# Black Phantom Tetra or Lemon Tetra? Do they school?



## manami (Feb 4, 2012)

Im not having luck with harlequin rasboras. But I saw the black phantom and lemon tetras and they look cool! (especially black phantoms)

But do they school? do they get big? Which of them fin nip less? Will 8-10 tetras be enough to swim together?

Thank you!


----------



## MikeG14 (May 31, 2014)

I keep Black Phantoms and they are wonderful. They are nippy until a pecking order is established but really won't nip the other fish in the tank. They will do some damage to each other at times but their fins grow back at an amazing rate. They won't school the way rummies or cardinals do, they like to keep it loose. They seem to spend a lot of time dancing with each other in minor territorial disputes.

A school of 8-10 or smaller would be fine. Just make sure you have a 3-1 male to female ratio. The females are easily distinguishable by the red coloration in their ventral & anal fins. The males have a long drooping dorsal fin that they raise like a sail when battling with other males or attracting females.

Here is a picture of a male & female together. Sorry for the quality, they are in constant motion and very difficult to photograph.









The female is on the left and the male is on the right. You can clearly see the color difference in the fins and the way the male's dorsal hooks and droops when at rest.

They are very active feeders and will eat anything that you put into the tank. This can be a problem for bottom feeders getting their fair share. I use a feeding tube to make sure everybody is well fed.


----------



## manami (Feb 4, 2012)

Ooh ok. So of I want 6 it'll have to be 2 males and 4 females. Or 4 males with 6 females if I want 10. I will want at least more than two males...they are stunning! = D. Will they look better if my background were black? I have the color background in blue.


----------



## manami (Feb 4, 2012)

Will they cover the middle-top tank too? I'm looking for tetras school that cover that place.


----------



## Mousie (Feb 16, 2015)

MikeG14 said:


> I keep Black Phantoms and they are wonderful.
> Here is a picture of a male & female together. Sorry for the quality, they are in constant motion and very difficult to photograph.
> 
> View attachment 641170



Those look red and black to me, or is the photo just being weird?


----------



## MikeG14 (May 31, 2014)

I think 2 males & 6 females would be about perfect. If you want 10, try 3 males & 7 females. The females seem to be the nippiest in the beginning until the pecking order is established so the more the better. 

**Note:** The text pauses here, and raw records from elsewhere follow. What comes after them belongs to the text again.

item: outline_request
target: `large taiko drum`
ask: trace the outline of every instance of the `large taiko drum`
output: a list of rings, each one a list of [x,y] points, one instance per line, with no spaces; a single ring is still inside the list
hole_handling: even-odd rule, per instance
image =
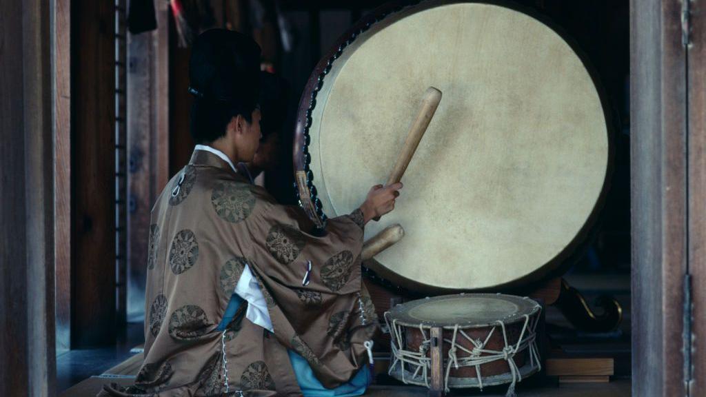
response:
[[[426,1],[371,17],[317,66],[300,105],[300,201],[320,224],[384,183],[425,90],[443,99],[402,179],[405,237],[367,266],[417,290],[539,280],[585,239],[611,142],[586,65],[554,28],[497,4]]]
[[[445,390],[510,384],[541,369],[537,326],[541,307],[506,295],[460,294],[422,299],[385,313],[392,359],[388,373],[407,384],[430,386],[440,371]],[[439,327],[434,340],[431,329]],[[442,365],[431,350],[441,345]]]

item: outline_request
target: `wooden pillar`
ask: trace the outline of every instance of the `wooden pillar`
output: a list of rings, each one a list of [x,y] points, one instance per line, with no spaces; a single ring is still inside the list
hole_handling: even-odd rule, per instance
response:
[[[0,395],[53,396],[49,0],[0,3]]]
[[[72,345],[112,343],[116,329],[115,10],[71,2]]]
[[[681,6],[680,0],[631,0],[630,5],[635,396],[686,395],[687,230],[688,219],[698,215],[687,213]]]
[[[145,312],[150,214],[169,179],[169,4],[155,30],[128,36],[128,312]]]

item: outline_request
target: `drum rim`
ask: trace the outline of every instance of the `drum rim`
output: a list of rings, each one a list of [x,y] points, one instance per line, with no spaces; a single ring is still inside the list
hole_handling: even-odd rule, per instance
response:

A blue background would be fine. They prefer a darker aquarium with lots of plants. They will occupy the areas of the tank that are darkest, this brings out their best coloration. I move my LEDs to the front of the tank so that the planted areas along the back stays dark for them. I consider them a nice complementary fish to my rummies. On a few rare occasions I've even seen them school together. The subdued colors of the black phantoms would also really bring out the best in neons, cardinals, HY511's and flame tetras.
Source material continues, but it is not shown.